Depuis 2006, l'analyse des relations entre les migrations et le développement a donné naissance à une nouvelle façon d'observer le phénomène des migrations, qui tient compte des intérêts des pays d'origine, dépassant ainsi la vision prévalant jusqu'à présent en Europe selon laquelle les politiques migratoires se définissaient uniquement par rapport aux besoins et intérêts des pays d'accueil.

Jusqu'à présent, les politiques communautaires de coopération au développement se sont peu intéressées au rôle des migrations dans la lutte contre la pauvreté. Bien qu'elles ne prétendent ni favoriser ni freiner directement les mouvements migratoires, elles peuvent, en luttant contre la pauvreté et les inégalités, contribuer à réduire les facteurs favorisant l'émigration forcée.

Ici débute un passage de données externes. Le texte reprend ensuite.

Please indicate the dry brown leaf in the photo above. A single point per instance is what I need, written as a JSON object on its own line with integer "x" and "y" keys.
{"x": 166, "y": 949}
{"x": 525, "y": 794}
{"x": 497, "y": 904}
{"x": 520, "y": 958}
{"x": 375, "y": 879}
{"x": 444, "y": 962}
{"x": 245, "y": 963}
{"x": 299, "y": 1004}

Le CESE propose à la Commission, au Parlement et au Conseil de l'UE de promouvoir, dans le cadre de la politique extérieure, un cadre normatif international pour les migrations sur la base de la Déclaration universelle des droits de l'homme, ainsi que du Pacte sur les droits civils et politiques et du Pacte sur les droits économiques, sociaux et culturels.

Le CESE soutient une nouvelle façon d'envisager les politiques européennes d'immigration, à savoir la gestion de la politique d'immigration en collaboration avec les pays d'origine, afin que les migrations soient un facteur de développement pour ces pays. Cela suppose de repenser de nombreux aspects de ces politiques, y compris ceux ayant trait aux critères d'admission ou aux possibilités de mobilité des immigrants.

Le CESE estime que pour optimiser le bénéfice des transferts de fonds pour les pays d'origine, il est nécessaire de réduire les coûts des transactions financières y relatives. L'UE doit soutenir les réseaux transnationaux des diasporas car c'est un moyen de favoriser le développement des pays d'origine.

Le CESE prône le retour et l'élargissement des possibilités de circulation, comme moyen de récupérer du capital humain et d'éviter le brain drain. Et il demande une politique d'admission des immigrés cohérente avec les objectifs du développement: puisque accueillir c'est contribuer au développement.